Trotz des Fehlstarts der Störche in die neue Saison, der Erfolgstrainer Ole Werner zum Rücktritt vom Traineramt an der Förde bewegte, hielt Härtel das kommende Auswärtsspiel für keine leichte Aufgabe. "Wir können nicht nach Kiel fahren und sagen, wir müssen dort gewinnen. Wir wollen aber", bekräftigte der 52-Jährige. Gerade der letzte Sieg der Kieler in Paderborn habe jedoch gezeigt, dassdie Störche "in ihren Rhythmus kommen" und "ihre Abläufe stimmen". Dennoch würde auch Rostock seine Chancen bekommen, dessen war sich Härtel sicher – und verwies auf den Sieg von Sheriff Tiraspol gegen Real Madrid.

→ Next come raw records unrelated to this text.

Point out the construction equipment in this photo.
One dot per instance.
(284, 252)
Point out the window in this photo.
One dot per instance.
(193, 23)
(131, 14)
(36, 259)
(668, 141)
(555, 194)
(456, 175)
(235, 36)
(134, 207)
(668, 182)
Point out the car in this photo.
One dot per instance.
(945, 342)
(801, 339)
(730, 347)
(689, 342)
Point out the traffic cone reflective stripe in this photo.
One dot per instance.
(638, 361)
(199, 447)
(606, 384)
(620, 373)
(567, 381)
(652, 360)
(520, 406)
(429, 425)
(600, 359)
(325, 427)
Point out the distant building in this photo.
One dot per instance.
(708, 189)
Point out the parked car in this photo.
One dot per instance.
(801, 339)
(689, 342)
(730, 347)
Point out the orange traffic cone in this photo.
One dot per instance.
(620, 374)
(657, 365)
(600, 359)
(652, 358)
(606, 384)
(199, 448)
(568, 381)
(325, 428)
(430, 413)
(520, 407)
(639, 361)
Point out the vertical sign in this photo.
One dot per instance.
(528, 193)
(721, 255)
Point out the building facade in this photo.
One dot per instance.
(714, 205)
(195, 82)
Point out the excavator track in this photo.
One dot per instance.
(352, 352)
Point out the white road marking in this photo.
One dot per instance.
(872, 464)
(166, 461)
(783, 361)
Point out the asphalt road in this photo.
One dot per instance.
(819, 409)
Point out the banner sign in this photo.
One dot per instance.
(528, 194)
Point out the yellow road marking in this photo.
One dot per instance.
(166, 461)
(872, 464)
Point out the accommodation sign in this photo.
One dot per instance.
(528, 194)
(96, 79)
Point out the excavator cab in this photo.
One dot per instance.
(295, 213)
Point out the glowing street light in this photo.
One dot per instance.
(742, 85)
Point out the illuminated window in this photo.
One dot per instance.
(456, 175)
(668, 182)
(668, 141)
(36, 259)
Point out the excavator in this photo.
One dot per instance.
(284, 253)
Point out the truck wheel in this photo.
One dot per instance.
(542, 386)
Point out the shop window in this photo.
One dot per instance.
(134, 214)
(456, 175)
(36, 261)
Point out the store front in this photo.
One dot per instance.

"Lehrgeld endgültig bezahlt"

"Wir haben es in der Champions League gesehen, dass auch da Ergebnisse stattfinden, die man sich vorher nie vorstellen konnte", verdeutlichte Härtel, dass dieses Mal die Rostocker der Sheriff sein will. "Wir haben ordentliche Spiele gemacht. Jetzt gilt es, Punkte zu holen. Ganz egal, ob in Kiel oder zuhause oder ganz woanders." Denn bei einer weiteren Niederlage würde es die Ostseestädter weiter nach unten drücken. Für Innenverteidiger Thomas Meißner kein Thema: "Wir schauen auf unsere Leistungen, wir sind relativ zufrieden mit der Leistung. Natürlich fehlen die Punkte. Das Lehrgeld ist jetzt endgültig bezahlt." Ein Sieg würde die Situation dagegen deutlich entspannen.